8. Change Management & Configuration Governance

  • Establish and enforce configuration change control processes.
  • Review and approve:
    • New provider builds
    • Contract amendments
    • Retroactive configuration changes
  • Maintain configuration logs and version tracking.
  • Ensure changes are communicated to downstream teams (claims, finance, provider relations).

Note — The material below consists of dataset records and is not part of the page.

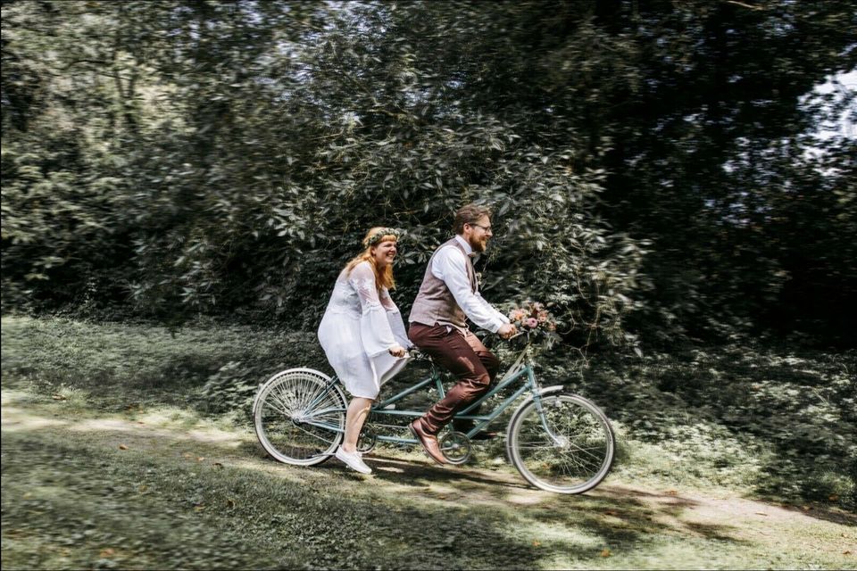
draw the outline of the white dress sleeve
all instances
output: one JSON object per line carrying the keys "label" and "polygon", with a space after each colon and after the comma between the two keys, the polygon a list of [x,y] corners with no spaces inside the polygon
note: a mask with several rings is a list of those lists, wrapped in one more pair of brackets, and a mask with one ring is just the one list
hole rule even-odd
{"label": "white dress sleeve", "polygon": [[395,342],[401,346],[407,349],[413,345],[411,343],[411,340],[408,339],[408,332],[404,328],[404,321],[402,319],[402,314],[399,312],[399,308],[396,307],[395,303],[393,302],[393,298],[390,297],[390,293],[386,287],[381,288],[381,305],[384,306],[384,309],[387,310],[387,320],[390,323],[390,330],[393,332],[393,338],[395,339]]}
{"label": "white dress sleeve", "polygon": [[390,347],[397,343],[390,327],[387,311],[381,305],[378,289],[375,287],[375,272],[369,262],[364,261],[354,266],[348,276],[348,284],[357,292],[360,299],[362,312],[360,318],[360,337],[363,351],[370,358],[386,353]]}

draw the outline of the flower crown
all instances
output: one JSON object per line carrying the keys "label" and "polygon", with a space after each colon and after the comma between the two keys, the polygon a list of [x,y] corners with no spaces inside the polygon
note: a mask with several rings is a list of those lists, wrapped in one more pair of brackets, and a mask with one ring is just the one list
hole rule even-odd
{"label": "flower crown", "polygon": [[402,234],[404,233],[402,232],[402,230],[399,230],[398,228],[381,228],[372,236],[366,238],[363,244],[366,244],[367,248],[370,248],[375,245],[376,244],[378,244],[379,242],[380,242],[381,238],[383,238],[386,236],[392,236],[396,240],[398,240],[399,236],[401,236]]}

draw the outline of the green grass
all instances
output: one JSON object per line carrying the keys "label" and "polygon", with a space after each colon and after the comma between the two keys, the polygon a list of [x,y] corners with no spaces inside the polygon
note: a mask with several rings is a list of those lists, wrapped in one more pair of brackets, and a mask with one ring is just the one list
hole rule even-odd
{"label": "green grass", "polygon": [[[495,461],[497,442],[453,468],[381,447],[369,477],[336,461],[277,464],[245,412],[229,411],[245,394],[229,388],[252,389],[298,362],[327,368],[316,344],[312,335],[213,324],[172,336],[144,325],[4,318],[4,568],[855,565],[857,520],[838,500],[754,501],[779,449],[766,443],[770,457],[759,455],[742,431],[714,412],[696,418],[686,401],[682,417],[685,397],[651,390],[658,376],[639,367],[614,364],[614,377],[598,368],[578,382],[601,403],[597,382],[615,391],[605,408],[620,434],[613,473],[583,496],[527,486]],[[816,356],[806,367],[826,362]],[[650,401],[633,398],[622,377],[632,373]],[[653,435],[634,424],[635,403],[638,415],[672,423]],[[847,474],[830,477],[841,485]]]}

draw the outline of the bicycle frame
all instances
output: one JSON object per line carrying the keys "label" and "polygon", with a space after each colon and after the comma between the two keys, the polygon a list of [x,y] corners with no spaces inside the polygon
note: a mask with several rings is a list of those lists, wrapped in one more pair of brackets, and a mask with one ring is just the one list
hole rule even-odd
{"label": "bicycle frame", "polygon": [[[488,399],[497,394],[501,391],[504,390],[506,387],[519,381],[519,379],[524,377],[525,380],[523,384],[510,396],[508,396],[503,402],[497,405],[490,413],[482,414],[482,415],[471,415],[468,414],[470,411],[474,410],[483,402],[487,401]],[[335,386],[339,380],[333,377],[324,391],[320,394],[317,395],[313,402],[311,403],[310,407],[316,405],[321,401],[322,398],[329,393],[333,386]],[[415,385],[409,386],[404,391],[387,398],[380,402],[376,402],[370,409],[370,418],[371,417],[411,417],[411,418],[420,418],[425,414],[425,410],[399,410],[395,409],[387,409],[391,405],[395,405],[396,402],[400,401],[404,397],[412,394],[420,389],[423,389],[429,385],[434,383],[434,386],[437,389],[437,393],[439,399],[443,399],[445,396],[445,391],[444,390],[443,379],[441,378],[440,374],[437,372],[437,367],[432,364],[431,374],[419,381]],[[466,436],[468,438],[473,438],[479,432],[484,430],[488,425],[490,425],[497,417],[499,417],[506,409],[508,409],[512,402],[517,401],[522,394],[529,391],[532,393],[533,400],[536,402],[537,410],[538,410],[539,416],[545,430],[548,434],[551,435],[551,438],[556,441],[556,436],[553,434],[553,431],[550,429],[547,426],[547,422],[545,418],[542,409],[542,401],[539,392],[541,390],[540,385],[536,380],[536,375],[533,372],[533,363],[529,354],[529,343],[528,343],[523,350],[521,350],[520,354],[519,354],[518,359],[509,368],[503,378],[496,383],[487,393],[483,394],[481,397],[474,401],[468,406],[466,409],[461,410],[455,414],[456,419],[462,420],[473,420],[475,422],[473,427],[467,432]],[[320,410],[319,412],[338,412],[341,410],[338,409],[327,409]],[[345,430],[339,426],[329,425],[328,423],[320,423],[314,422],[312,419],[304,418],[304,422],[307,422],[313,426],[321,426],[331,431],[344,433]],[[369,418],[367,418],[367,424],[369,423]],[[417,444],[418,441],[415,438],[405,438],[401,436],[395,436],[391,434],[376,434],[376,438],[380,442],[388,442],[398,444]]]}

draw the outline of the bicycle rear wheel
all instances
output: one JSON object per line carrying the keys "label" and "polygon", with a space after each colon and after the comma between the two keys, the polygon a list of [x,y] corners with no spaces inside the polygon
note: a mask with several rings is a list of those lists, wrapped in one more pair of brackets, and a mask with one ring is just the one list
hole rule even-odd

9. Reporting & Performance Oversight

  • Track and report configuration KPIs including:
    • Provider build turnaround time
    • Contract configuration cycle time
    • Configuration defect rate
    • Claims rework attributable to configuration
  • Provide regular operational updates to the Senior Director of MSO Operations.

Qualifications

Education

  • Bachelor’s degree in Healthcare Administration, Business, Finance, Information Systems, or related field preferred.
  • Equivalent experience in delegated claims configuration accepted.

Experience

  • 6+ years of healthcare claims configuration experience in an IPA, MSO, or health plan.
  • 3+ years of hands-on EZCAP configuration experience required.
  • 2+ years of supervisory or lead experience strongly preferred.
  • Deep experience in delegated, full-risk Medicare Advantage environments required.
  • Proven experience configuring DOFRs, provider fee sets, and complex payment logic.

Technical Expertise

  • Advanced EZCAP configuration knowledge:
    • Provider builds
    • Contract loading
    • DOFR logic
    • Fee schedules
  • Strong understanding of:
    • Medicare Advantage delegation models
    • Claims adjudication workflows
    • Provider payment methodologies
  • Advanced Excel and analytical skills.

Core Competencies

  • Exceptional attention to detail
  • Strong systems and financial logic thinking
  • Ability to interpret contracts into executable system rules
  • Leadership and coaching capability
  • High accountability and ownership mindset
  • Strong cross-functional communication
  • Comfort operating in high-risk, audit-exposed environments

Key Performance Indicators (KPIs)

  • Claims paid correctly on first pass
  • Configuration error rate
  • Provider build and contract setup turnaround time
  • Reduction in configuration-related disputes
  • Audit findings related to configuration
  • Team productivity and quality metrics

AMM BENEFITS

When you join AMM, you’re not just getting a job—you’re getting a benefits package that puts YOU first:

  • Health Coverage You Can Count On: Full employer-paid HMO and the option for a flexible PPO plan.
  • Wellness Made Affordable: Discounted vision and dental premiums to help keep you healthy from head to toe.
  • Smart Spending: FSAs to manage healthcare and dependent care costs, plus a 401(k) to secure your future.
  • Work-Life Balance: Generous PTO, 40 hours of sick pay, and 13 paid holidays to enjoy life outside of work.
  • Career Development: Tuition reimbursement to support your education and growth.